Usefulness and limits of near infrared spectroscopy monitoring during endovascular neuroradiologic procedures

Mazzeo A. T. 1, Di Pasquale R. 1, 4, Settineri N. 2, Bottari G. 1, 5, Granata F. 3, Faragò G. 3, 6, Pitrone A. 3, Longo M. 3, Santamaria L. B. 1

1 Anesthesia and Neurointensive Care Unit, Department of Neuroscience, Psychiatric and Anesthesiological Sciences, University of Messina, Messina, Italy; 2 Department of Radiotherapy, University of Messina, Messina, Italy; 3 Department of Radiological Sciences, University of Messina, Messina, Italy; 4 Anesthesia and Intensive Care, University of Milan, Ospedale Maggiore Policlinico, Milan, Italy; 5 Anesthesia and Intensive Care, Istituto Giannina Gaslini, Genova, Italy; 6 Department of Radiological Sciences, University of Milan, Ospedale Maggiore Policlinico, Milan, Italy.

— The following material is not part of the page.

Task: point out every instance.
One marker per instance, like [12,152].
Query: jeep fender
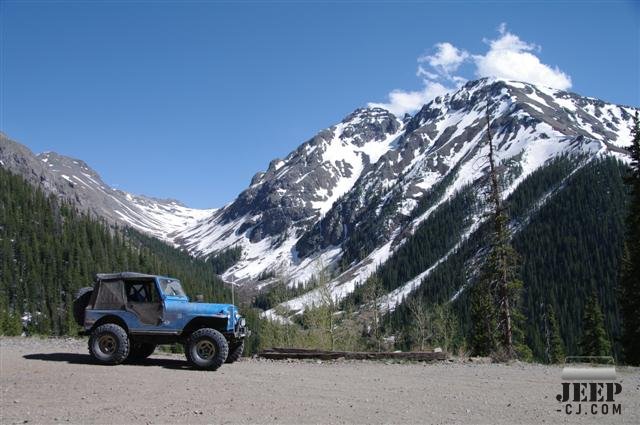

BACKROUND: Transcranial cerebral oximetry (TCCO) with near-infrared spectroscopy (NIRS) is a non-invasive, bedside technique, which allows the continuous measurement of regional cerebral oxygenation. The aim of this study was to evaluate TCCO monitoring during endovascular neuroradiologic procedures.
METHODS: Adult patients undergoing elective endovascular embolization of cerebral aneurysms, arteriovenous malformations, dural arteriovenous fistulas and meningiomas under general anesthesia were included in the study, over a period of 12 months. Twenty-eight procedures in 25 patients were analyzed.

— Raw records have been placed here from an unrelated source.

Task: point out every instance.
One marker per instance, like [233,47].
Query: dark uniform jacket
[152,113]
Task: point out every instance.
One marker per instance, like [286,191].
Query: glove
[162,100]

RESULTS: Regional cerebral oxygenation rSO2 readings were significantly different according to the different phases of the neuroendovascular procedure. An effect of the underlying cerebral pathology on regional cerebral oxygenation rSO2 recording, in relation to the different stage of the interventional procedure, was also evident, the more invasive the procedure the greater the impact on rSO2 reading. NIRS monitoring contributed to a prompt diagnosis and management of two adverse intraoperative events and helped in early evaluation of prognosis.

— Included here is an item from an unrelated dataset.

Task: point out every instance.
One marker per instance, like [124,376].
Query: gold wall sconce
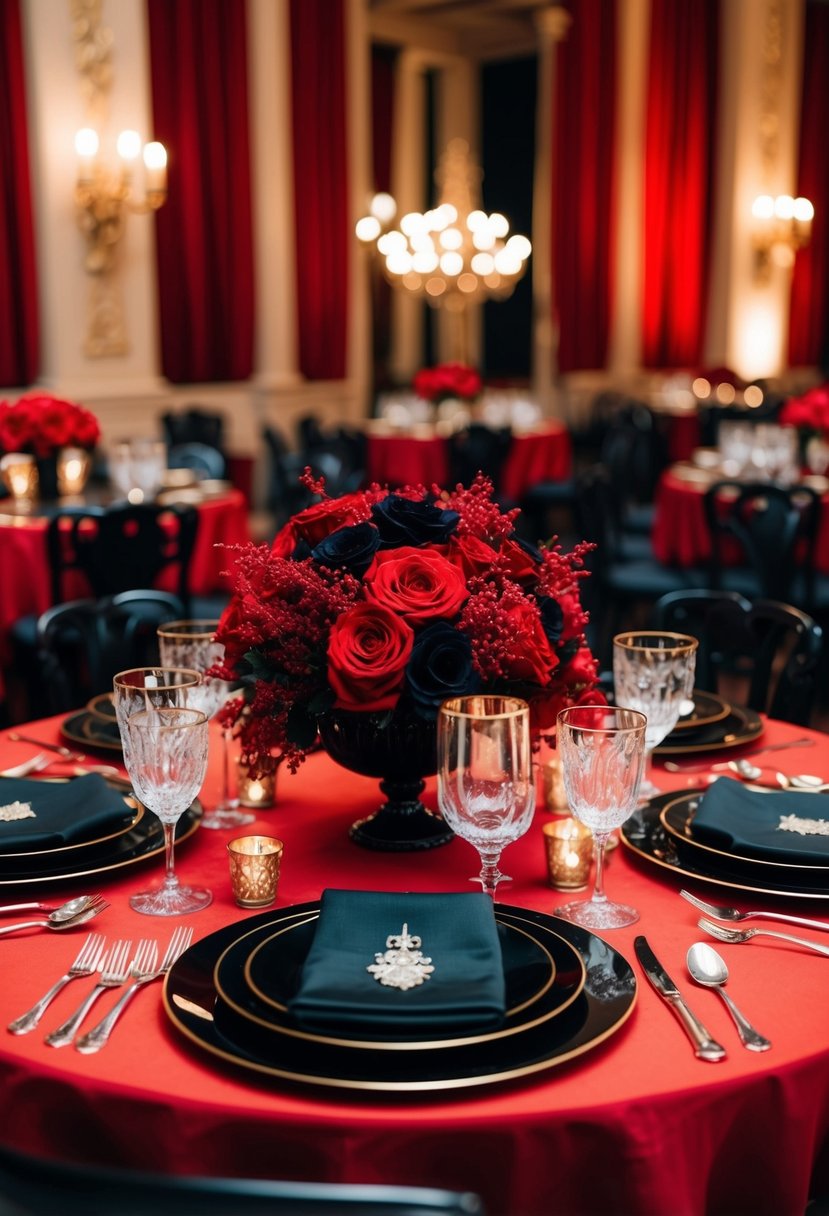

CONCLUSION: TCCO with NIRS is a promising monitoring tool to assess the balance between oxygen supply and demand during neuroradiologic procedures. Nevertheless, some limits should be acknowledged, such as the study of the posterior circulation and artefacts related to contrast agent injection. A careful understanding of the undergoing step of the procedure as well of the possible influence of intrinsic and extrinsic factors affecting recording is important for interpretation of data.